Childhood onset of stuttering versus typical dysfluencies – Aliesha

Many young children may display “typical dysfluencies” in their speech as their language is emerging as they are learning many new words and sounds. For approximately 75 percent of preschool-age children who have a stutter, the stutter will go away without treatment. However, if parents notice their child’s stutter lasts longer than six months, if the stutter began after the age of 3½ years old, or there is a family history of stuttering it is highly recommended to see a speech pathologist.

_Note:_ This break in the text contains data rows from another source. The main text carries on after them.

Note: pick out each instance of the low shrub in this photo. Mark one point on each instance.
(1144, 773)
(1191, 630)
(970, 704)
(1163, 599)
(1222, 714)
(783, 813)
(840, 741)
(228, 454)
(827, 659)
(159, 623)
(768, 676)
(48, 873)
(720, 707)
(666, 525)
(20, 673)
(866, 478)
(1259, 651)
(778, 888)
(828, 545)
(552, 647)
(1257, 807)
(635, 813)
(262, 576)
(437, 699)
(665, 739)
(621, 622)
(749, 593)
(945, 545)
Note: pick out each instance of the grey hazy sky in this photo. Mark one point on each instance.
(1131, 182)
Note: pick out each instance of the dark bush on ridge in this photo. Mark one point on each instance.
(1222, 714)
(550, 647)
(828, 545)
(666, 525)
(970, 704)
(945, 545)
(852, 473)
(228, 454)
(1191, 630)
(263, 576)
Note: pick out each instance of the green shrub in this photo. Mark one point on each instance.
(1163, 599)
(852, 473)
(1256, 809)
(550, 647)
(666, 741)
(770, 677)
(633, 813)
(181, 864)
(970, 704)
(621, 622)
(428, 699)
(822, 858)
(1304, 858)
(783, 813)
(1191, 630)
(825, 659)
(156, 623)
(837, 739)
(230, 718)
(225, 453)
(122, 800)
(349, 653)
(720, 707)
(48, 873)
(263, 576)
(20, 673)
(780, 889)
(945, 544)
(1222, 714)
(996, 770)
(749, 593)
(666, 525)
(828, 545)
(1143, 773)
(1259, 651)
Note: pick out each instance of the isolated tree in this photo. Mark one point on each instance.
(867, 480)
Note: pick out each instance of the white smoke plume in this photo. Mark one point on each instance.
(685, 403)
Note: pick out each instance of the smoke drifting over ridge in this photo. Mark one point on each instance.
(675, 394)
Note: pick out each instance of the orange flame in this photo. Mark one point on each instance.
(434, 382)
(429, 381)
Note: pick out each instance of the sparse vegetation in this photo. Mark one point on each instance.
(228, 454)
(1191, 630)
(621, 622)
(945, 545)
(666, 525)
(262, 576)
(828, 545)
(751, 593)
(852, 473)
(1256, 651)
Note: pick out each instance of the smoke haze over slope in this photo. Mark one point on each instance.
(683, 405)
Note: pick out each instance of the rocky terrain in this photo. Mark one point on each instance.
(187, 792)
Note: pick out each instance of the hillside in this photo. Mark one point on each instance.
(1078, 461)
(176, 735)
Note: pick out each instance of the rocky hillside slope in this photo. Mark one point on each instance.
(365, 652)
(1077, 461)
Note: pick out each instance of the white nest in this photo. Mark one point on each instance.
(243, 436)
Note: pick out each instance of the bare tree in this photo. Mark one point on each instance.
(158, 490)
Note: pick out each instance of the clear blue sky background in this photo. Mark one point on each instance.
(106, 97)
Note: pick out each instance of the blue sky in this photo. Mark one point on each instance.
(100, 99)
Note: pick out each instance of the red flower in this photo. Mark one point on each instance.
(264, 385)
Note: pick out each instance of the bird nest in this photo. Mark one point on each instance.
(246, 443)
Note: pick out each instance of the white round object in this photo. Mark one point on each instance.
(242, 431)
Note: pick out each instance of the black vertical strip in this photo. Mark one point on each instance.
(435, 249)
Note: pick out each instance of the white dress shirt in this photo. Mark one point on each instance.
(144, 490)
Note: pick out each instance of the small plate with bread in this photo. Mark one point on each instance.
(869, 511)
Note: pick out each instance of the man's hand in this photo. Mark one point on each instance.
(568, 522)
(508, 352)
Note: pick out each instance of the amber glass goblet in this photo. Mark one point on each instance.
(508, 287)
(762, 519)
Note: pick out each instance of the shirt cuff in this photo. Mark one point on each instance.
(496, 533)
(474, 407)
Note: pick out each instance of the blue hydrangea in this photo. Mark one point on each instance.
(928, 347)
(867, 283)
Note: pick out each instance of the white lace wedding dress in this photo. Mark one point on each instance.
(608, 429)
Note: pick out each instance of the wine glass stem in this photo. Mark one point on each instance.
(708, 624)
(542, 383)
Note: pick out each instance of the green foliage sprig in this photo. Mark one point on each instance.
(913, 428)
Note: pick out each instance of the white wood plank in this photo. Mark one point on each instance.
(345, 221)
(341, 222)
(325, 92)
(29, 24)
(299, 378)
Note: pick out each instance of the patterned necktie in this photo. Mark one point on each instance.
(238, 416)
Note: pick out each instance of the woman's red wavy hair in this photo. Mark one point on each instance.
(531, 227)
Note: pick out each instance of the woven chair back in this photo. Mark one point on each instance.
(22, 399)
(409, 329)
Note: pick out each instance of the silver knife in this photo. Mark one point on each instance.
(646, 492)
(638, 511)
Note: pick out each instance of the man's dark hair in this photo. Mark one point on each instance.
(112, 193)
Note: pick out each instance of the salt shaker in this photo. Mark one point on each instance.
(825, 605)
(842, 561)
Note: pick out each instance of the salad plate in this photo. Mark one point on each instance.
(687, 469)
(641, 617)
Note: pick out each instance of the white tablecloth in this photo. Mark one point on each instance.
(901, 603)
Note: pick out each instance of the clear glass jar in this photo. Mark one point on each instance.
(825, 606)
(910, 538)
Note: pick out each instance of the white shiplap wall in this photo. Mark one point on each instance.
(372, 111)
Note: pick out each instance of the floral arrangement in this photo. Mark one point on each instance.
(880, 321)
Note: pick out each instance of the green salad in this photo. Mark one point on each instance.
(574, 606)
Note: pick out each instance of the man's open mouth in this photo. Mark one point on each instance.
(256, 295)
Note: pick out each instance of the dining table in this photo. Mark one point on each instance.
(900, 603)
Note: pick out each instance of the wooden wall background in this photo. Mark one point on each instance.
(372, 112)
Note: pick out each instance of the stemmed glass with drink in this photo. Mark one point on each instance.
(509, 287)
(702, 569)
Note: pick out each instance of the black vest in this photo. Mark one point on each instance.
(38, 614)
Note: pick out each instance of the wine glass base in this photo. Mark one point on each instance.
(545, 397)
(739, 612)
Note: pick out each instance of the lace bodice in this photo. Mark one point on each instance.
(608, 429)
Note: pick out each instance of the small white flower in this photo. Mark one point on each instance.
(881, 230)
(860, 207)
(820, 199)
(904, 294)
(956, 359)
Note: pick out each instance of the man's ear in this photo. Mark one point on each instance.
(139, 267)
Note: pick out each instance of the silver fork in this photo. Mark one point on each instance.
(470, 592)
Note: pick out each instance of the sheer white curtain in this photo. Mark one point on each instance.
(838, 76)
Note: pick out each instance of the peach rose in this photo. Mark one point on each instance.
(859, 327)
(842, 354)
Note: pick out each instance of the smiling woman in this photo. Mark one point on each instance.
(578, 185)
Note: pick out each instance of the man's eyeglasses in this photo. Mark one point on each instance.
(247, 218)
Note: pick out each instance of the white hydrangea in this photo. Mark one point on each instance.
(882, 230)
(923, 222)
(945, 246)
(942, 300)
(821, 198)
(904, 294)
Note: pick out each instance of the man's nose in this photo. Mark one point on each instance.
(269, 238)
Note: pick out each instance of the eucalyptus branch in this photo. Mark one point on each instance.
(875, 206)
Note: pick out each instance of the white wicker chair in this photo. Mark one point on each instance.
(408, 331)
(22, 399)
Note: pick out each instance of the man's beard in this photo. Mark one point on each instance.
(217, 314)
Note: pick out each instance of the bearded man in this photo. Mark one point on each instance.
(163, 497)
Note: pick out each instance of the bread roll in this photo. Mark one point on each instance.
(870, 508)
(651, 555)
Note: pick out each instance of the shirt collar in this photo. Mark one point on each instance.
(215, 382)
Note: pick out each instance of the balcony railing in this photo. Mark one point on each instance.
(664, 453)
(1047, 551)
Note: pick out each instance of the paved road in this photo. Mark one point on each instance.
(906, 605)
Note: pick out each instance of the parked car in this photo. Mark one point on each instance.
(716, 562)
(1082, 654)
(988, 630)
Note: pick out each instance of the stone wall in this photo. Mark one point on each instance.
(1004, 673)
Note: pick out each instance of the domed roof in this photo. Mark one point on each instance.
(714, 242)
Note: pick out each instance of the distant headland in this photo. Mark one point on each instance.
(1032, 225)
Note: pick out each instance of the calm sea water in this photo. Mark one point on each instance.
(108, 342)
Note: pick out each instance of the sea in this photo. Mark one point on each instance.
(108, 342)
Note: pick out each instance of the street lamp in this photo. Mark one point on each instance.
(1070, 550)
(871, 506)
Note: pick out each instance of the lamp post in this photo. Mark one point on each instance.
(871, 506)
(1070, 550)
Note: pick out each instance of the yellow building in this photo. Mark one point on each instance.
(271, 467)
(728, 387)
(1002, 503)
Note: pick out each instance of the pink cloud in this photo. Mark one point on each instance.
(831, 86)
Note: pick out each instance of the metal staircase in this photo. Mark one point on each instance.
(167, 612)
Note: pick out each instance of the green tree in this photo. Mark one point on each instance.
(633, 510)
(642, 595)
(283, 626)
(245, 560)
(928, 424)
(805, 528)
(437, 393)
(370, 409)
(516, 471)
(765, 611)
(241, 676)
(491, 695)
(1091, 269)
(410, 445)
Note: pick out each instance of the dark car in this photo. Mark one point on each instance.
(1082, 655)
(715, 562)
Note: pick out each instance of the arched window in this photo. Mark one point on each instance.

Typical dysfluencies occur between the ages of 2 ½ and 5. They can include:

  • Multisyllabic whole word repetitions (e.g.  “Gimmie gimmie the car”)
  • Interjections (e.g. “I um, want to go home”)
  • Phrase repetitions (e.g. “I want I want I want milk”)
  • Phrase revisions or abandoned utterances (“I want.. Can I have a lolly?”)

Signs of stuttering:
Some examples of the dysfluencies seen in Childhood Onset Stuttering include:

  • Monosyllabic whole word repetitions (e.g. “I-I-I-I- want a drink”)
  • Sound / syllable repetitions (e.g. “Go-go-go away”)
  • Prolongation of sounds (e.g. “IIIIIIIIIIIIII want a dog”)
  • Blocks (when no sound comes out) (pause) “Come here.”

 These dysfluencies may be accompanied by:

  • Signs of physical tension or struggle, such as eye blinks, facial grimaces, head or body movements, and/or distracting sounds.
  • Negative reactions towards talking.
  • Avoidance of certain sounds, words, or situations.

Early intervention is important as research has found that outcomes are much better if treatment is completed by the time a child starts school. Early intervention can help to reduce the chances that your child will continue to stutter as well as improve their quality of life. When children are still stuttering later in childhood, they can experience negative reactions from peers, teachers or uninformed adults. When this happens, the child might learn to use behaviours to escape the stuttering such as: evading speaking situations in many environments or replacing words they want to use in conversation. If left untreated, adults who stutter may end up avoiding jobs or personal commitments that have speaking demands.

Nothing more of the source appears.